By | Tue 26 Feb 2013

When I was assigned to go interview the Belarusian mermaid that performs in the shark tank every weekend at the Chiang Mai Zoo Aquarium, I wasn’t quite sure what to expect.

What I found was a seemingly normal family, parents with two young children living in an upscale moo baan near Mae Hia. The spacious living room was strewn with toys, Jimmy Buffett memorabilia and a floppy grey bunny named Fluffy who hopped about like he owned the place, occasionally being scooped up for a snuggle.

In fact, neither Nika (the mermaid) nor her husband Jay Strifler have spent a day in their lives sitting in an office or staring at a computer. Jay dived for Canada in the 1984 and 1988 Olympics, and spent 15 years working as a stuntman for various TV shows and movies in Hollywood, including Miami Vice, Back to School and Moonlighting. After getting his fill of the Hollywood scene, he moved to China where he performed in a high dive show for a while, before being asked by the entertainment director if he wanted to become the show’s producer.

“I’d never produced in my life, but the guy told me, ‘if you take this over I’ll teach you how to do it,’ so I figured I’d give it a shot,” said Jay. “I had no idea what I was doing so the first two or three years were rough, but eventually I got the hang of it.”

In fact, Jay had found his new calling. His next stop was Taiwan, where he got a job in a stunt show at a huge marine theme park called Ocean World.
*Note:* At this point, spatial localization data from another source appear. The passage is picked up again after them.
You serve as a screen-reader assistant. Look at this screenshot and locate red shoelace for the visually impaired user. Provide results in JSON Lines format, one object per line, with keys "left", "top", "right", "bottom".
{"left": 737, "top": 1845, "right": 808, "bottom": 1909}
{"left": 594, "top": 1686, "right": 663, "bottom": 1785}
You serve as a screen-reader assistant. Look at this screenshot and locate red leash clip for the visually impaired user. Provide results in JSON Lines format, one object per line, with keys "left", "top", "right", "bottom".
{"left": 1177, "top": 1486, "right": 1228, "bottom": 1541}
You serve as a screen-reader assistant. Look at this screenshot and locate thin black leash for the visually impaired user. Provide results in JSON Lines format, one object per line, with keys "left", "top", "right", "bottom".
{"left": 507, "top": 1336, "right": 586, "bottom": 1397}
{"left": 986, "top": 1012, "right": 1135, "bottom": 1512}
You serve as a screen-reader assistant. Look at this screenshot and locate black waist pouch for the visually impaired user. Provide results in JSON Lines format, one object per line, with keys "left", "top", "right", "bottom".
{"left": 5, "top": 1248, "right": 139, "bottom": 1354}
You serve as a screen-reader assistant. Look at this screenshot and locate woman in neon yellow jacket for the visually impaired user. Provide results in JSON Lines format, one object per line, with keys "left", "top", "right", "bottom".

The show was thoroughly absurd, featuring a whole group of people performing death-defying stunts and acrobatics in and around the water to a soundtrack of Kenny Loggins’ ‘Danger Zone’.  Jay showed me an old video of him lighting himself on fire and jumping off a 30-metre high dive, engulfed in flames. In the pool below, beautiful water ballerinas kicked their powerful legs in a mesmerising, synchronised dance. One of those beauties was Nika. It was then that Jay realised he’d met his match.

Nika, an impossibly toned former World Cup synchronised swimmer from Belarus, spent her early years travelling the world, competing and performing all over Europe and Asia before coming to Ocean World in Taipei, where she fell in love with the smouldering (literally) high diver from Canada.

The couple soon got married, had a baby and moved to Phuket, where they had another baby.

“Taiwan was fun, but not exactly the greatest place to live,” said Jay. “So in 2005 I said, hey, let’s go to Thailand!”

Eventually, they decided to move from Phuket to Chiang Mai when they discovered that the aquarium there lacked a show like Nika’s, and was more than happy to employ her. Today, Nika, whose kids call her ‘Mommy Mermaid’, performs her completely self-designed shows at the Chiang Mai Zoo Aquarium every Saturday and Sunday. Inside the saltwater tank, dressed in a shimmering costume, Nika and her partner, another Belarusian athlete named Nadia, swoop  and swirl amidst the fishes, and yes, the sharks. “But actually,” she says, “they’re leopard sharks and they have no teeth, so they usually stay out of my way. The real struggle is trying not to kick the fish!”

Meanwhile, Jay runs the Taiwanese show from Chiang Mai, travelling back to Taipei just twice a year for three weeks at a time to check in on things. Other than that, he’s a stay-at-home dad, but he’s got ideas in the works.

“My show in Taiwan draws in two million people a year. And it’s awesome _ Hollywood-style stunts with high diving, fire diving, trampolines, jet skis. People don’t realise, in tourist capitals like Thailand these things can be huge money-makers. I know shows all over the world that make millions every year.  So now my dream is to start one in Chiang Mai,” he told me. “Chiang Mai needs a gritty, groovy, kick-ass stunt show.”

But for now, life is good, and the Strifler family’s aquamarine dreams float on.

Shows are Saturday and Sunday at 10.45 a.m. and 2.45 p.m. at Chiang Mai Zoo Aquarium.